Shoes Fanzine #8
Zine, Nate, 72 pgs, $3 (free to prisoners), email@example.com
I’m a sucker for a good old punk political zine. The first zines I encountered were anarchist tracts and manifestos, and I’m still drawn to any zine that I think might be instructive for my own politics and activism. I’m much more likely to read an activist interview, essay of social commentary or breakdown of some heady theory if it’s in print form and handed to me then if you send me yet another hyperlink over email. The blogosphere, the Facebook hot-take machine, the unreadable design of RiseUp — I’ll take a good old zine any day.

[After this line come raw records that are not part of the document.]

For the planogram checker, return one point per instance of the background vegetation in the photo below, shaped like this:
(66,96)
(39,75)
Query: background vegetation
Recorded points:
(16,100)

So, when Shoes Fanzine #8 came in the mail and the very first piece was about a teenage punk organizing a chapter of Anti-Racist Action in ’90s Sarnia, Ontario, I knew this would be up my alley. This issue’s theme is interviews old and new. That particular interview was from 2006, but is followed by a few more recent ones. The extended interview with Matt Hern, a BC activist whose name I’ve occasionally seen in the AK Press catalogue, was super insightful. It gave me lots to chew on about the way the myth of the troubled “inner-city” doesn’t hold up in the age of violent, rapid gentrification. Hern urges us to look to and learn from the communities on the periphery of our urban centres. “The suburbanization of poverty and racialization of the suburbs is happening in cities across North America, both with incredible speed and also kind of stealthily.” Hern works super hard to defer to the expertise of the communities themselves and, of course, it’s a little awkward reading this interview with some white dude about how to go work in Black and Brown communities. But he knows that it’s awkward, and I enjoyed reading how he attempts to work through that.
The next interview is again something completely different. It’s an interview with Karmin, who went on a seven-month sea voyage with her estranged dad. It’s pretty wacky. Not only does she have to reconnect with her pops and negotiate complex emotional dynamics, they run out of gas in the middle of a lightning storm and visit Easter Island, among other episodes. Following that is a straightforward punk scene interview with Shellshag. A bit of inside baseball, but still a fun read.
Last up, and I guess I would have seen this coming if I had bothered to read the table of contents… there’s an interview with zine legend Aaron Cometbus! Whoa! Apparently, the author met him in New York years ago and they stayed friends. The interview is cool because it uses the same interview questions from the first interview they did 18 years previous, and you get to read both the old and new answers and see how they’ve changed. I’m not gonna give much away, but I wouldn’t blame you if you skip to the end of the zine for this one.
I don’t know this Nate fellow or why I haven’t read Shoes Fanzine before, but holy crap, this was a good, solid, classic zinester’s zine. I had a blast.